The Veils: “Through The Deep, Dark Wood”

It’s natural for any parent to impart their own music on their children, but for Finn Andrews, it was a little bit different. He’s the son of Barry Andrews, a founding member of British pop giants XTC, whose music filled the house when Finn was growing up. Yet he didn’t truly fall in love until he got his hands on a guitar. Finn’s mother taught him how to play Van Morrison’s “Gloria,” and from then on, he was hooked.

Andrews signed his first record deal straight out of high school and quickly formed the Veils, but everything seemed to be coming too soon and too fast. “I felt kind of strangled by it for a while,” he told NPR, “and I didn’t really know if I deserved where I was.” The group released their debut in 2004, and his situation still didn’t feel right. So Andrews wiped the slate clean. He disbanded the Veils and embarked on an international solo tour, and after returning home to his native New Zealand, he recruited his childhood friends to reform the band. The back-to-basics approach seemed to work–the new iteration found their sound, and Andrews soon made a name for himself outside his father’s musical shadow.
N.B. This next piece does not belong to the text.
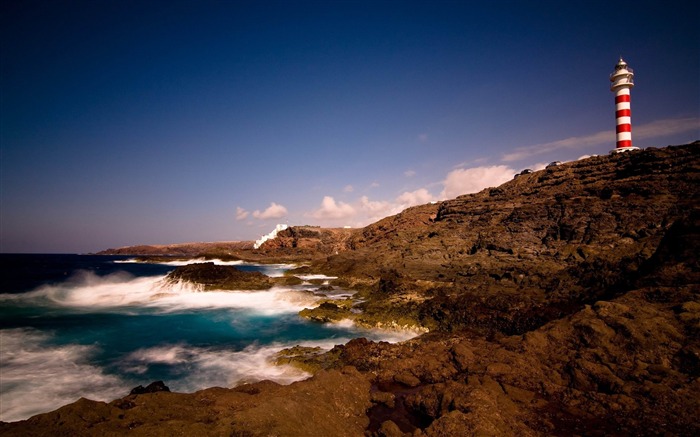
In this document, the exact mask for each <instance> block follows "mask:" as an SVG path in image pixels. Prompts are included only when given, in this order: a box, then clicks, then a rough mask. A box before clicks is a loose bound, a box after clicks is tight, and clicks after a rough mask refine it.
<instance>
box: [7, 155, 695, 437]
mask: <svg viewBox="0 0 700 437" xmlns="http://www.w3.org/2000/svg"><path fill="white" fill-rule="evenodd" d="M699 194H700V145H699V144H697V143H694V144H691V145H686V146H680V147H669V148H664V149H647V150H644V151H639V152H630V153H624V154H617V155H610V156H601V157H594V158H589V159H586V160H581V161H577V162H572V163H567V164H563V165H561V166H557V167H553V168H550V169H547V170H543V171H539V172H535V173H532V174H529V175H523V176H520V177H518V178H517V179H515V180H513V181H510V182H508V183H506V184H503V185H501V186H500V187H496V188H491V189H486V190H484V191H482V192H480V193H476V194H471V195H466V196H460V197H458V198H457V199H453V200H448V201H444V202H441V203H438V204H435V205H423V206H418V207H414V208H410V209H408V210H406V211H404V212H402V213H401V214H398V215H396V216H393V217H388V218H386V219H384V220H381V221H379V222H377V223H375V224H373V225H370V226H368V227H366V228H364V229H362V230H358V231H356V232H349V233H348V234H347V238H346V239H344V240H343V243H342V246H338V250H337V252H338V253H337V254H336V253H335V251H332V252H326V253H328V256H324V257H321V258H316V259H315V260H314V261H313V262H312V263H311V264H310V267H308V268H307V269H310V270H311V271H314V272H321V273H324V274H326V275H329V276H337V277H338V279H337V280H335V281H334V282H332V285H333V286H335V285H338V286H342V287H356V289H359V290H360V292H359V293H358V294H359V296H357V297H358V301H357V302H351V301H348V302H342V303H341V302H332V301H326V302H322V306H319V308H318V309H317V310H315V311H314V310H309V311H307V313H306V315H307V316H309V317H310V318H313V317H317V318H318V320H319V321H327V320H336V319H338V318H343V317H345V316H348V314H353V315H355V320H358V321H362V320H364V322H365V323H366V324H369V325H372V324H374V325H382V326H387V325H391V324H392V323H394V324H396V325H406V324H411V323H412V324H415V325H416V326H423V327H427V328H430V332H429V333H426V334H424V335H421V336H419V337H416V338H414V339H412V340H410V341H407V342H403V343H399V344H389V343H384V342H372V341H369V340H366V339H355V340H352V341H350V342H349V343H347V344H345V345H339V346H336V347H335V348H333V349H332V350H331V351H329V352H326V353H321V351H319V350H318V349H315V348H301V347H299V348H291V349H288V350H286V351H283V352H282V353H280V354H279V355H278V356H277V357H275V359H276V360H277V361H278V363H280V364H292V365H297V366H299V367H301V368H303V369H305V370H307V371H309V372H316V373H315V375H314V376H313V377H312V378H311V379H308V380H306V381H301V382H297V383H294V384H292V385H289V386H279V385H277V384H274V383H271V382H260V383H257V384H250V385H244V386H241V387H238V388H233V389H224V388H212V389H207V390H203V391H200V392H197V393H192V394H179V393H152V394H143V395H138V396H133V395H131V396H127V397H125V398H122V399H119V400H116V401H113V402H111V403H109V404H105V403H101V402H93V401H88V400H85V399H82V400H80V401H78V402H76V403H74V404H71V405H68V406H65V407H63V408H61V409H59V410H57V411H54V412H51V413H47V414H41V415H37V416H35V417H33V418H30V419H29V420H27V421H22V422H17V423H11V424H0V433H2V434H3V435H9V436H12V435H45V434H52V435H121V434H123V433H124V432H126V431H127V430H131V431H130V432H131V433H133V434H134V435H173V434H177V433H183V434H189V435H195V434H200V435H227V436H228V435H246V436H258V435H289V436H294V435H308V436H313V435H348V436H412V437H419V436H430V437H442V436H469V435H477V434H478V435H525V436H536V435H537V436H539V435H698V434H700V420H699V419H698V415H697V411H700V396H698V393H699V392H700V264H699V263H698V253H699V251H698V248H699V247H700V208H699V205H700V203H699V202H698V200H699V199H698V196H699ZM290 235H291V234H290ZM298 237H299V235H297V237H291V236H290V237H288V238H290V239H289V240H281V241H280V242H277V243H275V244H277V246H276V247H277V248H278V250H280V251H282V252H284V251H286V250H288V249H289V248H288V247H287V246H285V245H288V244H291V245H292V246H293V244H294V243H293V241H294V238H298ZM270 243H271V244H272V241H271V242H270ZM266 244H267V243H266ZM341 247H344V249H343V250H340V249H341ZM273 249H274V248H273V247H270V248H268V250H269V254H268V256H270V257H274V256H275V253H274V252H275V250H273Z"/></svg>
Fast-forward a half-decade: all eyes are trained on the Veils as they release their fourth album. Times Stays, We Go has already shot to the top of the charts in New Zealand and it’s making a push in the UK as well. The band coaxed producer Bill Price–whose credits include the Clash and the Jesus & Mary Chain–out of retirement to helm the record, and the pairing couldn’t have gone any better. The Veils have a knack for propulsive, dynamic rock-and-roll, and this time around they even incorporate some desert-tinged country into the record. “Through The Deep, Dark Wood” seems to borrow something from every facet of Andrews’ shifting life: the soulfulness of mom, the pop sense of dad, and the youthful fervor of a band ready for the spotlight.